1. A humidity sensor based on squaraine polymer, which comprising a coating material and an interdigital electrode, said coating material is a squaraine polymer as shown in formula (I), wherein n is an integer of 40-50, the coating material is brushed on said interdigital electrode, and the thickness of the coating material is 100-400 microns; ##STR00004##

2. The humidity sensor based on squaraine polymer according to claim 1, wherein: said interdigital electrode has a base made by alumina with a thickness of 1-2 mm, on which a layer of silver palladium alloy with a thickness of 100-200 nm is set.

3. The humidity sensor based on squaraine polymer according to claim 1, wherein: said interdigital electrode has an interdigital width of 200-300 μm, and an interdigital distance of 100-200 μm.

4. A preparation method of a humidity sensor based on squaraine polymer according to claim 1, comprising the following steps: (1) cleaning a substrate and fixing an interdigital electrode on said substrate; (2) dissolving a squaraine polymer as shown in formula (I) in a solvent according to weight ratio of squaraine polymer:solvent=4:1, using ultrasound to disperse it evenly, to obtain a squaraine polymer solution; (3) painting said squaraine polymer solution on the interdigital electrode, after the solvent evaporates at room temperature, drying at temperature of 60-80° C. for 1-2 hours, to obtain the humidity sensor based on squaraine polymer.

5. The preparation method according to claim 4, wherein: in the step (1), said substrate is selected from any one of a glass substrate, a PE substrate and an iron sheet substrate.

6. The preparation method according to claim 4, wherein: in the step (1), said fixing is achieved by using a double tape as a spacer.

7. The preparation method according to claim 4, wherein: in the step (2), said solvent is selected from any one of ethanol, dichloromethane and ethyl acetate.

8. The preparation method according to claim 4, wherein: in the step (3), said drying is completed through vacuum drying oven.

9. The preparation method according to claim 4, wherein: in the step (3), the drying temperature is 60° C., the drying time is 1 hour.

10. The use in air humidity detecting of said humidity sensor based on squaraine polymer according to claim 1.

Description

BRIEF DESCRIPTION OF THE DRAWINGS

[0023] FIG. 1 shows the SEM of the squaraine polymer PMPS.

[0024] FIG. 2 shows the IR spectra of the squaraine polymer PMPS.

[0025] FIG. 3 shows the structure of the humidity sensor based on squaraine polymer.

[0026] FIG. 4 shows the effect picture of the device's impedance response to humidity under different frequencies.

[0027] FIG. 5 shows the effect picture of the device's recovery property in the relative humidity between 11% and 95%.

[0028] FIG. 6 shows the device's absorption and desorption curves at different humidity.

DETAILED DESCRIPTION

[0029] The technical solution of the present invention will be further described hereinafter with reference to the accompanying figures and examples. Unless otherwise indicated, reagents, materials, instruments, etc., used in the examples below may be obtained commercially.

Example 1: Synthesis of PMPS and Preparation of the Sensor

[0030] (1) Synthesis of PMPS Molecule:

##STR00003##

[0031] Preparing 1-methylpyrrolidine (1.62 g, 20 mmol) and squaric acid (2.32 g, 20 mmol), and putting in 1-butanol (150 mL), heating and refluxing for 18 h. After the reaction, filtering to get the solid and put in a Soxhlet extractor, washing with ethyl acetate for 4 h, drying to obtain PMPS (3 g; yield 75%; element analysis: theoretical values: N: 8.58, C: 66.25, H: 5.56; actual values: N: 8.23, C: 65.84, H: 5.48; the molecular weight determined by GPC is 6500-8200, and the polymerization degree n calculated is 40-50), the SEM microstructure is shown in FIG. 1, and the IR spectrum is shown in FIG. 2.

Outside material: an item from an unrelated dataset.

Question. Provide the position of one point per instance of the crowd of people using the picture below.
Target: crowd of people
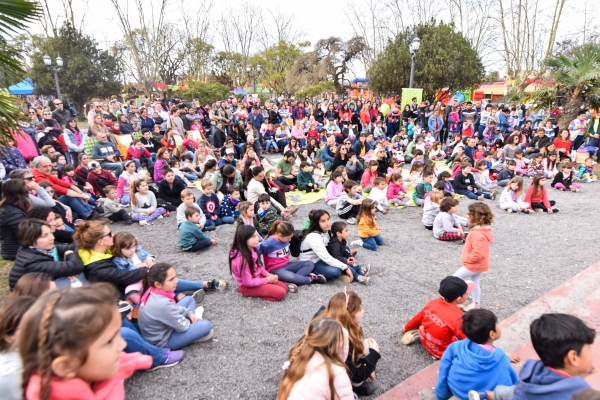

[0032] As can be seen from FIG. 1, PMPS is a relatively uniform spherical particle with more porous pores, which facilitates the preparation of sensors for detecting environmental humidity.

[0033] As shown in FIG. 2, after polymerization, the characteristic peaks in hydroxyl acid disappeared and C═O peaks retained, the peak position of the characteristic peaks of C—N bond has a certain shift due to the change of the charge density, showing that the PMPS molecular polymer is prepared successfully.

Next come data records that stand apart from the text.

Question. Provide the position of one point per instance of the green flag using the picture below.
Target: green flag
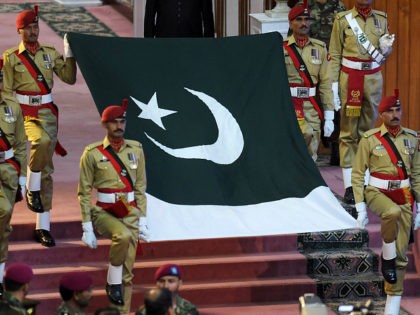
(224, 152)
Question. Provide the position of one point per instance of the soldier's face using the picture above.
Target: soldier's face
(392, 117)
(30, 33)
(300, 25)
(172, 283)
(115, 128)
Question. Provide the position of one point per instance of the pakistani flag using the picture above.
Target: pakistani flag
(224, 153)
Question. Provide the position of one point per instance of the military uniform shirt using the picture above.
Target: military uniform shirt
(17, 77)
(343, 41)
(372, 154)
(314, 54)
(96, 171)
(65, 310)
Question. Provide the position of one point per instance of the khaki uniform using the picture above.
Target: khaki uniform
(183, 307)
(343, 43)
(11, 124)
(41, 131)
(314, 54)
(97, 172)
(396, 220)
(65, 310)
(11, 305)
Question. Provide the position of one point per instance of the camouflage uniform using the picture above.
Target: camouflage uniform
(183, 307)
(65, 310)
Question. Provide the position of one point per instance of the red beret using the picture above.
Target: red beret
(76, 281)
(114, 111)
(299, 10)
(168, 270)
(19, 272)
(27, 17)
(388, 102)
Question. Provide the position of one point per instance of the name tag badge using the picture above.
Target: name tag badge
(133, 160)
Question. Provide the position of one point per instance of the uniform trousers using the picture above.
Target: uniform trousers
(124, 235)
(42, 134)
(396, 221)
(353, 128)
(8, 188)
(311, 129)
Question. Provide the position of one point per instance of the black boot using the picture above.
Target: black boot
(349, 196)
(33, 201)
(114, 293)
(335, 154)
(44, 237)
(388, 270)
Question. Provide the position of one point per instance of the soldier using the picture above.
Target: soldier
(307, 70)
(169, 276)
(115, 167)
(16, 284)
(12, 160)
(391, 153)
(179, 18)
(76, 293)
(28, 75)
(359, 45)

[0034] (2) Preparation of the Sensor:

[0035] (a) Cleaning the glass substrate, fixing the interdigital electrode on the substrate using a double tape as a spacer; the interdigital electrode has a base made by Al.sub.2O.sub.3 (1 mm), on which a Ag—Pd alloy electrode (100 nm) is set, the interdigital width is 0.2 mm, and an interdigital distance is 0.2 mm.

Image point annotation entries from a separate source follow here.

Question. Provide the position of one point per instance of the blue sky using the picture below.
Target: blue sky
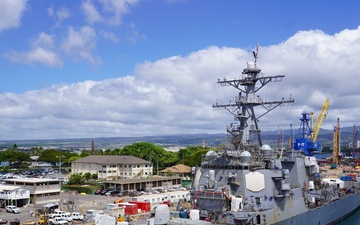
(96, 68)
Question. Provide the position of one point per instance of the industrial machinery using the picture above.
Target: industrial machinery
(321, 117)
(354, 142)
(307, 135)
(336, 144)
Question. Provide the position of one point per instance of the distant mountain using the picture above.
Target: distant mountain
(269, 137)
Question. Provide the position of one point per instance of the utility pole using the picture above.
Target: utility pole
(150, 157)
(60, 172)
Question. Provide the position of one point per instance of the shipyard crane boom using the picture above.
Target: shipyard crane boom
(321, 117)
(354, 143)
(336, 144)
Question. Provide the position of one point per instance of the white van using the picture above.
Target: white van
(77, 216)
(90, 214)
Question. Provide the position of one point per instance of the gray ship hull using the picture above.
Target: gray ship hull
(326, 214)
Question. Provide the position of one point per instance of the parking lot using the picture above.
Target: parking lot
(81, 204)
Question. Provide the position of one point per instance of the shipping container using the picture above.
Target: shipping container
(143, 206)
(130, 208)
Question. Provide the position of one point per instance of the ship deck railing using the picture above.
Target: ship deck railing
(209, 195)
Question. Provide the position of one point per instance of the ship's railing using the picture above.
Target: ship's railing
(209, 195)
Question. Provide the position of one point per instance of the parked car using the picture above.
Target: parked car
(77, 216)
(59, 220)
(13, 209)
(98, 192)
(134, 193)
(104, 191)
(122, 193)
(114, 193)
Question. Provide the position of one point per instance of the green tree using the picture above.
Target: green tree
(76, 179)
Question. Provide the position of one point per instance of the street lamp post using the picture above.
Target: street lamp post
(60, 172)
(150, 156)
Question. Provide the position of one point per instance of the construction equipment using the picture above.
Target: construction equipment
(321, 117)
(29, 222)
(336, 143)
(303, 142)
(354, 142)
(43, 219)
(307, 135)
(120, 200)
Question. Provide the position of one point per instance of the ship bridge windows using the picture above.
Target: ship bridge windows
(229, 167)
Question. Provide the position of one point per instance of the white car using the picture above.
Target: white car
(13, 209)
(59, 220)
(77, 216)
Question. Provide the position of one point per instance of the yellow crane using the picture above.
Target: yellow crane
(335, 155)
(321, 117)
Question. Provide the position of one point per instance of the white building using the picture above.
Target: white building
(41, 190)
(113, 166)
(14, 195)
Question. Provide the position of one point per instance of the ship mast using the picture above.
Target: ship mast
(251, 81)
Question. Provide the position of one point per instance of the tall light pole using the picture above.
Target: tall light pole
(60, 175)
(150, 156)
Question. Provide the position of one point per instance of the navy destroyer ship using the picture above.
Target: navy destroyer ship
(249, 183)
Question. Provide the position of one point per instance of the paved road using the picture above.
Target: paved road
(81, 204)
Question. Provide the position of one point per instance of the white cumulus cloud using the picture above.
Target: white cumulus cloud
(175, 95)
(11, 12)
(80, 44)
(41, 52)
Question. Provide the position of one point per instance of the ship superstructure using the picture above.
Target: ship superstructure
(248, 183)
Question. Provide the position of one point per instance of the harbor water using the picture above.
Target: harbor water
(353, 219)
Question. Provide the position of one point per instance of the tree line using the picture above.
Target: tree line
(190, 156)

[0036] (b) dissolving PMPS (4 mg) in ethanol (2 g), using ultrasound to disperse it evenly, to obtain an ethanol solution of squaraine polymer;

[0037] (c) painting the ethanol solution of squaraine polymer on the interdigital electrode, after the ethanol evaporates at room temperature, drying at temperature of 60° C. for 1 hour, to obtain the humidity sensor based on squaraine polymer, the structure is shown in FIG. 3, wherein the thickness of the PMPS coating is 300 μm.

Example 2: The Impedance of the Humidity Sensor Tested at Different Frequencies

[0038] Put the device prepared in Example 1 in the testing machine, adjusting the frequency between 10 kHz-100 kHz, detecting the impedance changes of the device at different relative humidity of 11%, 33%, 54%, 75%, 85% and 95%, the results are shown in FIG. 4.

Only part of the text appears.